There was a difference, they went to different schools and the school where the other girl attended chose to enforce their "no head shaving" rule and were about to refuse her admittance, until some of the "wiser" heads prevailed.  They chose to suspend this rule in this occasion.

As I reflected on this situation, I could not help but think of articles I received yesterday from those who have chosen to raise their voices in the ongoing debate as to whether Christians are supposed to love those among us who have admitted their sexual preferences are different from others.

One voice, a significant one, as he carries a substantial title as a "leader" of a leading denomination, referred to the "flawed moral vision" of those who those who chose to love others, regardless of their sexual preferences.  Of course, he would be referring to the Apostle Paul's words in I Corinthians to the effect that "..do you not know that the unrighteous will not inherit the kingdom of God?"  There was more of that verse to follow, but his point is obvious.   It must follow that those who disagree with his point of view are lost forever, there is no hope for their salvation.

Then, there was another point of view, this from a mere Professor of the Old Testament, at a renowned seminary, and an ordained minister in another Denomination.  She refers us to the gospel of Matthew, chapter 23, wherein Jesus condemns "leaders" who ...."tie up heavy burdens, hard to bear, and lay them on the shoulders of others, but they themselves are unwilling to lift a finger to move them."

Her point moved me as almost from the beginning of my own church life.  Over my many, many years I have known of people with "deviant" sexual preferences and have been known to be fellow members, but there was little of the antagonism that ought to be recognized in the previous leader's condemnation.

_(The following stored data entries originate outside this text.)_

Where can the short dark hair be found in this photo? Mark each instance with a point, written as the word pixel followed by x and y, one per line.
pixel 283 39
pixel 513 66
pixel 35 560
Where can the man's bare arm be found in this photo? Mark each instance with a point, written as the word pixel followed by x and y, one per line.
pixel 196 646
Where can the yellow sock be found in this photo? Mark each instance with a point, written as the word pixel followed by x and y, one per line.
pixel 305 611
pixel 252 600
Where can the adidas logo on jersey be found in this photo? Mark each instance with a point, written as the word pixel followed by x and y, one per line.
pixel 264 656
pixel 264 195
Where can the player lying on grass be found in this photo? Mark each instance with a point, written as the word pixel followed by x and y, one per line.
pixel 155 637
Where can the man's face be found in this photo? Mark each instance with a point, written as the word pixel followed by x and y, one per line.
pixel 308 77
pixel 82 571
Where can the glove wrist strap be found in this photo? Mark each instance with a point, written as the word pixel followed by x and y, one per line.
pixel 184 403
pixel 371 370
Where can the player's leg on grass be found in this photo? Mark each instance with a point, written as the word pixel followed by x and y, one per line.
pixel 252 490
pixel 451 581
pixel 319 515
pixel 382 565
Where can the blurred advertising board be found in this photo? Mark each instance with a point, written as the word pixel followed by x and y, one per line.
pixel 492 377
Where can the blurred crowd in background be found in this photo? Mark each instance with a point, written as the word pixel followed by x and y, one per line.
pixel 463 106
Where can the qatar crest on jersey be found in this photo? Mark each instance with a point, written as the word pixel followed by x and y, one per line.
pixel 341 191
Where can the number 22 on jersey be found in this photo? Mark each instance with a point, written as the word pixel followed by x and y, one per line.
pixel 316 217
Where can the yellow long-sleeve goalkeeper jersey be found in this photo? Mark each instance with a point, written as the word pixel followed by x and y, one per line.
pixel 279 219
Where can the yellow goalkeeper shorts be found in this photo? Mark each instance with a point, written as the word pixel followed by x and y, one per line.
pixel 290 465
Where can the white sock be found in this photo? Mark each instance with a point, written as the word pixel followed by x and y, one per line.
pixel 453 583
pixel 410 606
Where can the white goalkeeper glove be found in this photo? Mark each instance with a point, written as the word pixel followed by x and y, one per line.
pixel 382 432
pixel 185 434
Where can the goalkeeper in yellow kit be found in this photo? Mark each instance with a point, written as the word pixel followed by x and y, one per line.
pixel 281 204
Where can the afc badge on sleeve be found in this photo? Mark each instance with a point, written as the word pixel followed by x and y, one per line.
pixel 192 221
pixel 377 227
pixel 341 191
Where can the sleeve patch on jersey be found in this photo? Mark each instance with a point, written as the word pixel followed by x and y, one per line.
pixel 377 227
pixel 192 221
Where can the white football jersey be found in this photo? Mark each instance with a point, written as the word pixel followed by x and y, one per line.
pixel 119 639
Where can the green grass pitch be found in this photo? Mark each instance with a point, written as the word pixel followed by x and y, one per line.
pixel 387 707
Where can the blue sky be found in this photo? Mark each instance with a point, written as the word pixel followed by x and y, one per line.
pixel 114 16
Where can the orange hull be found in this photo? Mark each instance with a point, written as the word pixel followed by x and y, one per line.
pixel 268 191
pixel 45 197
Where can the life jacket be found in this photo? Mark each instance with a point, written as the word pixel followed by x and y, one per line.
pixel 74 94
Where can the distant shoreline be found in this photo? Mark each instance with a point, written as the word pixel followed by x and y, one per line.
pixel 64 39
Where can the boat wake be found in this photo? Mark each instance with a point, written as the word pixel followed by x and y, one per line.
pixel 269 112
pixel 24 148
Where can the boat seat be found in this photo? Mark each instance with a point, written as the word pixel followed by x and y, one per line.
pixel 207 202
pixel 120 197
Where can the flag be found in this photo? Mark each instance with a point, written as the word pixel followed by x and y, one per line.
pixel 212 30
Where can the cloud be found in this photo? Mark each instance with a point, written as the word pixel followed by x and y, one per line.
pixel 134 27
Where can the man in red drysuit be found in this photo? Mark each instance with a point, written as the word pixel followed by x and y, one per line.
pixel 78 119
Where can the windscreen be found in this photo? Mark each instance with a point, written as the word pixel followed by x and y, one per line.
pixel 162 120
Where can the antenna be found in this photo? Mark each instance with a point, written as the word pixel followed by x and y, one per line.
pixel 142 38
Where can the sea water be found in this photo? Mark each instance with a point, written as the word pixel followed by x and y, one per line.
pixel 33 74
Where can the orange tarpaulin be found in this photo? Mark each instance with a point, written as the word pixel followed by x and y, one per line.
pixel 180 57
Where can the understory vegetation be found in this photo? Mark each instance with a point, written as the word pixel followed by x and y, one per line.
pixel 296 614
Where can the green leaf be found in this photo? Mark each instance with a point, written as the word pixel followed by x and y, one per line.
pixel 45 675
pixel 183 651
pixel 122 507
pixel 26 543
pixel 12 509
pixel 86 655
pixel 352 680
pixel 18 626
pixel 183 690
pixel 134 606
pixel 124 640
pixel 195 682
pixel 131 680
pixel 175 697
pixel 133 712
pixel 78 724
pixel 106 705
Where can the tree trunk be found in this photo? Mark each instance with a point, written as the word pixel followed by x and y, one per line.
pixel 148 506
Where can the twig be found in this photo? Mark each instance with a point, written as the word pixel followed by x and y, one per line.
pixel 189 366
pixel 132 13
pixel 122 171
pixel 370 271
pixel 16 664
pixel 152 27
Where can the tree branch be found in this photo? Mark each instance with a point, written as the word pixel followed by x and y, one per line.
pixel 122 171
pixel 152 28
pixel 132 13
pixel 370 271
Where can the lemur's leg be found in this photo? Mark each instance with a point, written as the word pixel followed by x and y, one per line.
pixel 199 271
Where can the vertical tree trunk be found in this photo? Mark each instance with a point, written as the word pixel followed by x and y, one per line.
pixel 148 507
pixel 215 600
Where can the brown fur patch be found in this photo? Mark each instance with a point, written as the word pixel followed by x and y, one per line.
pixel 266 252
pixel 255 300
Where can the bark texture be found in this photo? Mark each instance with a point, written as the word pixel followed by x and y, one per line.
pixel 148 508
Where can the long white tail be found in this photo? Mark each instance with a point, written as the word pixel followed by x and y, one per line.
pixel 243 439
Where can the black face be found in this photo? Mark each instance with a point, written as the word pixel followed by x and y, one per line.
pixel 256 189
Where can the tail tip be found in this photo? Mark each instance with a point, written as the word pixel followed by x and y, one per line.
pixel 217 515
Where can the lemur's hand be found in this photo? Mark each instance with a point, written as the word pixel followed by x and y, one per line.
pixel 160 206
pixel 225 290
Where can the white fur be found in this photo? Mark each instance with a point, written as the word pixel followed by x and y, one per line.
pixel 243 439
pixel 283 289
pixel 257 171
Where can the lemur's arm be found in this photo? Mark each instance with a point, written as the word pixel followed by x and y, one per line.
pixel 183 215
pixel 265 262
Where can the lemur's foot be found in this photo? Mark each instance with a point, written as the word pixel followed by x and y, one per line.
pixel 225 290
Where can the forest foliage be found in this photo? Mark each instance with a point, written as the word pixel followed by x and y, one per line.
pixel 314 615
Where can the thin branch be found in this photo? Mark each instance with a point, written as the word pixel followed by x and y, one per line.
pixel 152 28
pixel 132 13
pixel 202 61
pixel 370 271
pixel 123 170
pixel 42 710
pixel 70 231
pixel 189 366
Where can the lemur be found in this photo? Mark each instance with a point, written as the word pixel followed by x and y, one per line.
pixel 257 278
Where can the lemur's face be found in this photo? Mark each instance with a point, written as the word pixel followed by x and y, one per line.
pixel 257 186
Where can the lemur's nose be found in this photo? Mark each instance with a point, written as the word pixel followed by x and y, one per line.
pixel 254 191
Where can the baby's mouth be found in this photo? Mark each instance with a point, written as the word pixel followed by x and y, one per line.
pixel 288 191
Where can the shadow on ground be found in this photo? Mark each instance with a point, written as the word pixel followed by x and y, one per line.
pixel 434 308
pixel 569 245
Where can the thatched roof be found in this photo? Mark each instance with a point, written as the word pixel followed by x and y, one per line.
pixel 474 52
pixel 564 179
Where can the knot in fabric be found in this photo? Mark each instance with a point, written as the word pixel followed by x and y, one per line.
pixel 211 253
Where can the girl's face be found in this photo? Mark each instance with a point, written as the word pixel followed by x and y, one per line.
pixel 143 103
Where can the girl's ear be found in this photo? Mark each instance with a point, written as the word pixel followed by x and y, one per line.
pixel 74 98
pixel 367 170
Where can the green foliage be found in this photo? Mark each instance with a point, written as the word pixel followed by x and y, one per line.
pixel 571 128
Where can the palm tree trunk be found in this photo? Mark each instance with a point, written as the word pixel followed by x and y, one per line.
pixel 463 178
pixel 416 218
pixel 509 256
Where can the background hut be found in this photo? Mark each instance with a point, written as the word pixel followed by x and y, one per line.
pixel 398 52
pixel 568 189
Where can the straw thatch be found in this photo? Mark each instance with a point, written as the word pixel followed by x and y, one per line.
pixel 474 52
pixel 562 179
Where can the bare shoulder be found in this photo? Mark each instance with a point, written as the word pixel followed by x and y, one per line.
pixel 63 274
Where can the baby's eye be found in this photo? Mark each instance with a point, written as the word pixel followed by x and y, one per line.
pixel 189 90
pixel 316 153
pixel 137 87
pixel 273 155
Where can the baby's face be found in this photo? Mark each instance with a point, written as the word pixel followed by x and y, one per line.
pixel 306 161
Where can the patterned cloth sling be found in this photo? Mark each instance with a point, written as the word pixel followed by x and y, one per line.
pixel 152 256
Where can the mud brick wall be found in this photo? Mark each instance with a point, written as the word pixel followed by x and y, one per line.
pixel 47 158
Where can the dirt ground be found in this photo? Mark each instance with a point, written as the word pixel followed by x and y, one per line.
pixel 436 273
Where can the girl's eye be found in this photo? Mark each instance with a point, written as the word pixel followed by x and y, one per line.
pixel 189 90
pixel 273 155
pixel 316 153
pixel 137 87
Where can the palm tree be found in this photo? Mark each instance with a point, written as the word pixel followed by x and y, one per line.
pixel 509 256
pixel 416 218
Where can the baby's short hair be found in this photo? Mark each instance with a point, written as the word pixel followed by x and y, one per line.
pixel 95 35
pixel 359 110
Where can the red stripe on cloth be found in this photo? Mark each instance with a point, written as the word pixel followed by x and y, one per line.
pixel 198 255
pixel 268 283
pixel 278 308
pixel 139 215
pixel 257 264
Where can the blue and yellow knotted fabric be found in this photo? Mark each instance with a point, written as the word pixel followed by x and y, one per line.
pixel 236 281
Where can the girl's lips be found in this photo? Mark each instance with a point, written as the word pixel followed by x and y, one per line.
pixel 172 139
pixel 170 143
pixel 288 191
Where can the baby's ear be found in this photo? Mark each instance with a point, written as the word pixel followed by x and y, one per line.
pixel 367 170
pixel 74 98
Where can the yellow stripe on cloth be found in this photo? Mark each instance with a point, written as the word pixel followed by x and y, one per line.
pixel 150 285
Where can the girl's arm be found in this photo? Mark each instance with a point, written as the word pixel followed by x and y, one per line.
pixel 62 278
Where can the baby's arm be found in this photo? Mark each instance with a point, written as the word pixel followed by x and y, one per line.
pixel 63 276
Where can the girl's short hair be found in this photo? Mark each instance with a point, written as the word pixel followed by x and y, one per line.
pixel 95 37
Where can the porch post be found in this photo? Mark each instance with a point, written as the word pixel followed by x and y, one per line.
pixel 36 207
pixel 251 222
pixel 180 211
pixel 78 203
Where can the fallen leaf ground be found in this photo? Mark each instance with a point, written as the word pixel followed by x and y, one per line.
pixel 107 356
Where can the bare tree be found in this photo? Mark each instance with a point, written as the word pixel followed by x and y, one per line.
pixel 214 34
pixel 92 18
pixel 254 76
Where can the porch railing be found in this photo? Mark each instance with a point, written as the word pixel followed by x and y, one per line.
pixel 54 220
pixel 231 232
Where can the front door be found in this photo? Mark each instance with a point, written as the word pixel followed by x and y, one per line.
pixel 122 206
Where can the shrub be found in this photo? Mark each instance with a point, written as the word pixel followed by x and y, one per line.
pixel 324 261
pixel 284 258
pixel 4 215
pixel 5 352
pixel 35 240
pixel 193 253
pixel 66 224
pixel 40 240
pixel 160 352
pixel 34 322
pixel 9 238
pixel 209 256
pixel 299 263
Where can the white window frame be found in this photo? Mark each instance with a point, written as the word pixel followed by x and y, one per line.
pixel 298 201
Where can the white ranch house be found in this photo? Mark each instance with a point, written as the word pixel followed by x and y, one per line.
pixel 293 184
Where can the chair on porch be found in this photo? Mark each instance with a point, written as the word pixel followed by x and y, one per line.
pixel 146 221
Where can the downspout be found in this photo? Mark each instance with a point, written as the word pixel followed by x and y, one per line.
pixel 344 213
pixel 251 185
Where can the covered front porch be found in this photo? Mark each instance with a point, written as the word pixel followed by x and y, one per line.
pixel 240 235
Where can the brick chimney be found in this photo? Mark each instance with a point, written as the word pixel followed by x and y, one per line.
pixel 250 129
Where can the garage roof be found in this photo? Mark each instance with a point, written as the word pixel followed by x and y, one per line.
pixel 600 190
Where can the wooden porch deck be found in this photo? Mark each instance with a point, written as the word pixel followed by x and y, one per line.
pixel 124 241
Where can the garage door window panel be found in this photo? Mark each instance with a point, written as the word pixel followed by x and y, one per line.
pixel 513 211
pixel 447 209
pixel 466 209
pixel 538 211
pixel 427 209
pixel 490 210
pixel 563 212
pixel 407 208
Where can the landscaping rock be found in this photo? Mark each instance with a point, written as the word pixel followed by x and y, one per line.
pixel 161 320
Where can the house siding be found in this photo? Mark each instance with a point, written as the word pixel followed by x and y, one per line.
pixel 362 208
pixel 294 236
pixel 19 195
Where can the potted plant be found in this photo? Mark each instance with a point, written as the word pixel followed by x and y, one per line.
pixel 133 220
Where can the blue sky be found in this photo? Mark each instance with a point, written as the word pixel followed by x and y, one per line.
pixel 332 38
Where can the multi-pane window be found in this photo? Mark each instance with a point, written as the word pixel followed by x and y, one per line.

The other "voice" that I heard through my e-mails belonged to widely known - in this area, a religious teacher who refers to the constantly decreasing numbers of American Protestants.  In the '60s, they made up two thirds of the population, but today, they make up less than half.

There has to be a significant reason for this trend and I believe the answer does not come from the pulpit, but from the pew.  After a half century of serious church attendance, my response has to be centered on a simple verse that has been the back bone of Christian thought down through the centuries.

Jesus teaches in John, chapter 13, verses 34-35:  "A new commandment I give to you, that you love one another, even as I have loved you, that you also love one another.  But this all will know you are My disciples, if you have love for one another."

We must always remember, there were no "churches" then as we know them.  There were synagogues for those of the Jewish faith, but the Christian faith was developed in the hearts of those we know a the disciples and carried from home to home in all of "Judea and Samaria and even to the remotest part of the earth" as was the Lord's commandment in Acts 1:8.

Those who came before us appear to have been more interested in the economies involved by calling people to the church - typically the denomination, rather than to the message of the One whose name we bear.

And proof of this takes me back to the relationship developed in the hearts of the two little girls I cited in beginning this blog.  It doesn't require a church, nor the leaders of the church, to extend the kingdom on earth of which Jesus spoke.  It merely requires that we hear of the love between the two mentioned earlier and extend that same kind of love to all others.